RE[7]: This is awesome
by Alfman on Sat 24th May 2014 14:02 UTC in reply to "RE[6]: This is awesome"
Alfman Member since:
2011-01-28

richarson,

Hey Alfman,

Are you familiar with the (now discontinued) Mosix/OpenMosix projects?

https://en.wikipedia.org/wiki/OpenMosix


Very interesting. Wikipedia says:

"On July 15, 2007, Bar announced that the openMOSIX project would reach its end of life on March 1, 2008, due to the decreasing need for SSI clustering as low-cost multi-core processors increase in availability."

This sounds like an odd reason to me. While the multi-core "revolution" did take place (even temporarily offsetting the need for clusters), the need for transparently clustered nodes still exists. Right now this gets functionality needs to be pushed into individual applications (ala mysql enterprise cluster), where each such application needs to support it's own clustering protocols in it's own proprietary way. It would be awesome to have something built into the kernel for clustering in the same way that we've built kvm into the kernel for virtual machines.

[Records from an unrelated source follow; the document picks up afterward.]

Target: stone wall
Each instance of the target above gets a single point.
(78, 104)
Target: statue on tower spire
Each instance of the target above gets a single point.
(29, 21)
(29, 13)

It's too bad this didn't make it into mainline, many worthy projects never do though. It sounds like openMosix's investor lost interest in funding it. My own linux distro ended up in the same spot around the same time. I enjoyed working on it but it wasn't profitable and I had no sponsors.


There was supposed to be a continuation in the form of LinuxPMI:

https://en.wikipedia.org/wiki/LinuxPMI

But it doesn't seem to have a lot of momentum, which is unfortunate as it seemns to be really cool.


Wow, I can see why you thought of this when you read my post! Some time ago I was looking at similar (yet different) projects for migrating processes between systems using process checkpointing.

http://readtiger.com/wkp/en/Application_checkpointing

I might try to give LinuxPMI a spin since it looks like exactly what I was thinking! Honestly though I've lost a lot of motivation in working with kernel patches, I try to stick to mainline even when it means loosing access to features like AUFS.

Reply Score: 2

torp
Member since:
2010-08-10

Can't really figure it out from their description. It's just a bunch of libraries for an application to use, but the app gets access to the underlying hardware and is free to mess it up?
Well, I guess I understand but can't see the reason, except for very specialized environments.

Reply Score: 1

h5n1xp Member since:
2013-08-24

From what I have read, I kind of agree tht this sort of looks like MSDos or CP/M but taking advantage of hardware virtualisation... It's certainly a fun experiment, (a bit like Microsoft's singularity was fun to watch develop) but I have difficulty following how it has any advantages.

The main role of the OS is to multiplex resources and events... You still need this function, and I can't see where this project does that efficiently.

Reply Score: 2

uKernels anyone?
by fithisux on Sat 24th May 2014 12:11 UTC
fithisux
Member since:
2006-01-22

I would like to see more uKernel OSes appear.